In June 2023, Intel finally announced that it had completed the supercomputer installation. But the system still has not reached its peak of 2 exaflops, and further software finetuning will push the system speed even further.

The Aurora is being used for many A.I. and scientific computing applications, said Ogi Brkic, vice president and general manager for data center and HPC solutions, in a press briefing.

Aurora will be used to train a 1-trillion-parameter large-language model for scientific research. The supercomputer is also being used to reconstruct the mouse brain, which could take three years.

“This gives you a complexity of the problems being solved here. If you want to map the human brain, that’s not even close.” Brkic said.

The mouse brain reconstruction project called Connectome was running on 512 Aurora nodes and was showing better performance than Polaris, a top-20 supercomputer deployed recently by Argonne.

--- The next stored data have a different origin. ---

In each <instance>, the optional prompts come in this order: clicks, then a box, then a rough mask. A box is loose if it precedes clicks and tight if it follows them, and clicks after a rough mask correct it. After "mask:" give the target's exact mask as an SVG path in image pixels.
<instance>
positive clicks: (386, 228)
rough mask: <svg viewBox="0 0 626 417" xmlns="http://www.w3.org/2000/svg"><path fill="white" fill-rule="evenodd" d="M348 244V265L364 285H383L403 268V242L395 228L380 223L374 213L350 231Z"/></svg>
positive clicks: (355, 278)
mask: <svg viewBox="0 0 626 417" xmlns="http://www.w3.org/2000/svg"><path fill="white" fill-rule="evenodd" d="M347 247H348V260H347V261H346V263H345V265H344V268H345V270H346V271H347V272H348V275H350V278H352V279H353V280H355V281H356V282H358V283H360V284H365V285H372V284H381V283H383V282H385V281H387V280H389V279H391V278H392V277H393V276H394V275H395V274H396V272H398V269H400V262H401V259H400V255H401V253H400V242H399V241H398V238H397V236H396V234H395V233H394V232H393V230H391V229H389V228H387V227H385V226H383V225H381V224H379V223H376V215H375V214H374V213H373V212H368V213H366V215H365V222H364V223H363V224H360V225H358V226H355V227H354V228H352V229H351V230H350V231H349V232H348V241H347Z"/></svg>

“Applications today are continuously being optimized, and they are not just functional, but they’re scalable, which is very important when trying to get to the solution fast,” Brkic said.

The A.I. capabilities on Aurora are also being used to understand the interaction between particles. Some data sets are polluted by other particles in the cosmos and noise, which is where A.I. fits in.

“Understanding these interactions requires a training algorithm that allows you to train and understand and reference these interactions most effectively,” Brkic said.

Intel also shared additional details about its next-generation GPU and A.I. chips. Next year, the company will start shipping the Gaudi 3 chip, competing with Nvidia’s GPUs.

The 2025 enterprise GPU, Falcon Shores, will mix Gaudi3 AI accelerator technology and general-purpose GPU cores. It will also have HBM memory and standard Ethernet switching and will support a wide range of large-language models, Brkic said.

Brkic also talked about the next Xeon chip, Emerald Rapids, which will be officially announced on December 14 and is considered an incremental upgrade to Sapphire Rapids. The successor to Emerald Rapids, called Granite Rapids, has many excited. It can do both A.I. and conventional and has breakthrough memory and bandwidth technology.

Intel is also trying to get Nvidia customers off the proprietary CUDA parallel programming framework and onto its OneAPI through tools such as SYCLomatic, which can strip proprietary code so A.I. models can work on industry-standard hardware.